D-Day for accused Aussie drug mule

- SARAH BLAKE, in Bogota

CASSIE Sainsbury will learn her fate today, with a Colombian judge to deliver his verdict to the 22-year-old in a packed narcotics courtroom.

Senior Judge Sergio Leon has two options in sentencing the former South Australian sex worker and gym owner known as “Cocaine Cassie”, whose Bogota travails have captured internatio­nal attention since her April arrest with 5.9kg of drugs.

He can accept a six-year sentence, down from a 30-year maximum, which was agreed to by Ms Sainsbury’s Bogota lawyer and prosecutor­s last month, or he can order that she stand trial.

The plea deal was dramatical­ly put in doubt by Ms Sainsbury’s insistence at her first court appearance that she had been “coerced” into carrying the cocaine.

This meant she was therefore not accepting she had acted with “intent”, a central tenet of the deal her lawyer Orlando Herran negotiated.

Judge Leon suspended last month’s sentencing hearing following Ms Sainsbury’s claims, in order to thoroughly review her case, even suggesting that she was “possibly innocent”.

A prosecutio­n source said yesterday that if Ms Sainsbury did not agree she acted with intent, it was likely Judge Leon would order a trial. This could then take years and potentiall­y deliver a longer sentence, given Ms Sainsbury has admitted she has no evidence to support her claims of being threatened.

The hearing was set for 2pm local time Wednesday (5am AEDT today).

Ms Sainsbury has been in custody since April 12, when she was arrested at El Dorado Internatio­nal Airport after a tip off to local narcotics police from the US Drug Enforcemen­t Agency, which has an extensive presence in Bogota.

There have been conflictin­g reports about exactly what narcotics police seized when they searched Ms Sainsbury’s luggage.

But a police statement of facts read to the court at her first appearance last month stated the drugs were packed among sets of headphones in her green suitcase, stuffed into 18 different packages.
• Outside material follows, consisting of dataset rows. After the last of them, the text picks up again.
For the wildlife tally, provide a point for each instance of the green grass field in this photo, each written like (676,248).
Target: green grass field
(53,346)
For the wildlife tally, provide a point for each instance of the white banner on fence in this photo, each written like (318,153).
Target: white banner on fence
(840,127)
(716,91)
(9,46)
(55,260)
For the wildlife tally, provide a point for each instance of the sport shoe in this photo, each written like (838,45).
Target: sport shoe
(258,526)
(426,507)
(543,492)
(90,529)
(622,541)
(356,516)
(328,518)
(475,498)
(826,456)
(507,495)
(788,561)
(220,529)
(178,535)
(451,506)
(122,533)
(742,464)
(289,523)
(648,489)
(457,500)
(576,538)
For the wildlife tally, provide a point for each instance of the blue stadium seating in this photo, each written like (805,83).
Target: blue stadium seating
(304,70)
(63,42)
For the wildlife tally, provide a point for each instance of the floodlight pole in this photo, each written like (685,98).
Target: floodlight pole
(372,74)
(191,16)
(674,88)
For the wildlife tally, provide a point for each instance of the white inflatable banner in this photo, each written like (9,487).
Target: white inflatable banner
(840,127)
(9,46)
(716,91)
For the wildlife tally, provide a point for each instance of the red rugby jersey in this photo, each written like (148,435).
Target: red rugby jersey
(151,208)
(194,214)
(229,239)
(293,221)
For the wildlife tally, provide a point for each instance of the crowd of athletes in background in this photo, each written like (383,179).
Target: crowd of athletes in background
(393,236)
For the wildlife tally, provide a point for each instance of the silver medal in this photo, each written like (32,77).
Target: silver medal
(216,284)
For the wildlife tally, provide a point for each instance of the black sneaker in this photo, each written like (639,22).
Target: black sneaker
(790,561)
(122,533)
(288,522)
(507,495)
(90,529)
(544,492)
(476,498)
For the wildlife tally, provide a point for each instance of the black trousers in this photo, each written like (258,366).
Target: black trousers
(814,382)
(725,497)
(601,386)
The drugs had a street value of about $2 million.

If Ms Sainsbury was acting as a typical drug mule, she would have earned just a fraction of this amount, with organised crime expert Ariel Avila saying foreigners are offered $10,000 to $15,000.

Ms Sainsbury has offered several conflictin­g stories to her family, lawyers and investigat­ors, but has consistent­ly claimed she is innocent.

“I haven’t actually [done] anything wrong,” she told News Corp Australia from jail in her only interview.